Surat Mohon Petunjuk Ketua KPU NTT dimaksud, 1 (satu) bulan kemudian baru dijawab dengan Surat Ketua KPU RI tertanggal 26 Agustus 2020, No. : 686/PL.02. 2-SD/ 06/ KPU/VIII/2020, Perihal Penjelasan. Substansi Surat Ketua KPU NTT kepada Ketua KPU RI dan Surat Ketua KPU RI kepada Ketua KPU NTT isinya hanya mengulang-ulang rumusan UU No 10 Tahun 2016 tentang Perbuatan Tercela dan Bakal Calon yang pernah sebagai Terpidana.

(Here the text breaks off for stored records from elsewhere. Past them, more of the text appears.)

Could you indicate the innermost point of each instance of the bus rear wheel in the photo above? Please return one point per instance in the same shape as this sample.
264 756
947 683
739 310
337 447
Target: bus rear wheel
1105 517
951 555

Namun yang aneh dari penjelasan Arief Budiman, Ketua KPU RI adalah penjelasannya pada paragraf butir 2 dan 3 Surat Ketua KPU RI kepada Ketua KPU NTT tentang pemenuhan syarat calon tidak pernah melakukan perbuatan tercela dan SKCK yang menerangkan bakal calon pernah/tidak pernah melakukan perbuatan tercela.
Ada Ruang Konspirasi
Pada butir 3 Surat Arief Budiman, Ketua KPU dimaksud dijelaskan dalam hal kepolisian menebitkan SKCK yang menjelaskan yang bersangkutan tidak pernah memiliki catatan hukum dan kriminal, maka surat tersebut dapat diterima.
Namun, dalam hal surat tersebut menjelaskan apabila yang bersangkutan memiliki catatan hukum dan kriminal, maka KPU Provinsi atau Kabupaten/Kota wajib melakukan klarifikasi untuk memastikan catatan hukum dan kriminal yang dimiliki bakal calon.
Pada paragraf terakhir berisi narasi dalam hal surat tersebut menjelaskan yang bersangkutan memiliki catatan hukum dan kriminal, maka KPU Provinsi, Kabupaten atau Kota wajib melakukan klarifikasi dan seterusnya tidak terdapat narasi SKCK itu ditolak sebagai kebalikan dari SKCK yang menerangkan tidak pernah memiliki catatan hukum dan kriminal dapat diterima.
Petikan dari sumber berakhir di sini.